The JSC Today newsletter is distributed electronically and includes a number of Space Center events – from salsa dancing lessons to soccer camp.
NASA issued a statement late Monday – that did not refute Liberty Institute’s charge.
“NASA does not prohibit the use of any specific religious names in employee newsletters or other internal communications. The agency allows a host of employee-led civic, professional, religious and other organizations to meet on NASA property on employee’s own time. Consistent with federal law, NASA attempts to balance employee’s rights to freely exercise religious beliefs with its obligation to ensure there is no government endorsement of religion. We believe in and encourage open and diverse dialogue among our employees and across the agency.”
Since 2001, employees had gathered during their lunch hour to pray and sing and read the Bible. There had been no censorship issues until last year.
Liberty Institute attorney Jeremy Dys told me the club had placed an announcement in the Space Center’s newsletter – announcing the theme of their meeting, “Jesus is our life.”
Following is the complete posting that appeared in the May 28, 2015 edition of JSC Today:
Join with the praise and worship band “Allied with the Lord” for a refreshing set of spring praise and worship songs on Thursday, June 4, from 11:15 a.m. to noon in Building 57, Room 106. (The theme for this session will be “Jesus is our life!”) Prayer partners will be available for anyone who has need. All JSC civil servants and contractors are welcome.
“Soon after that, the legal department called the organizers and told them they could not use the name Jesus in their announcements,” Dys told me. “They said, no Jesus.”
There is no indication from NASA that they received any complaints. This was simply an arbitrary decision by NASA legal eagles to stomp on religious freedom.

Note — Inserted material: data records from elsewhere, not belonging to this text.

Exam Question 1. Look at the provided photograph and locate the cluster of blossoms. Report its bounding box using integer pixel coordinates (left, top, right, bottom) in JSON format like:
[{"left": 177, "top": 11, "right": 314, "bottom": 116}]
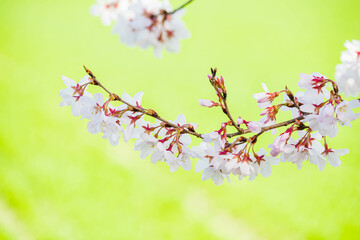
[
  {"left": 335, "top": 40, "right": 360, "bottom": 97},
  {"left": 90, "top": 0, "right": 192, "bottom": 57},
  {"left": 60, "top": 39, "right": 360, "bottom": 185}
]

The Liberty Institute has a good case. In addition to being a religious icon, Jesus is also a historical figure, featured prominently not only in the Bible, but also in other historical texts from the period – especially histories written by Josephus. Why suppress stories about the life of a historical figure? Truly bizarre.
Using the name "Jesus" does not promote religion. It's simply the name of a man known to history as a teacher, a philosopher, and a reformer. Anything else that is believed about him is protected by the First Amendment.
Someone might want to tell the NASA legal department that.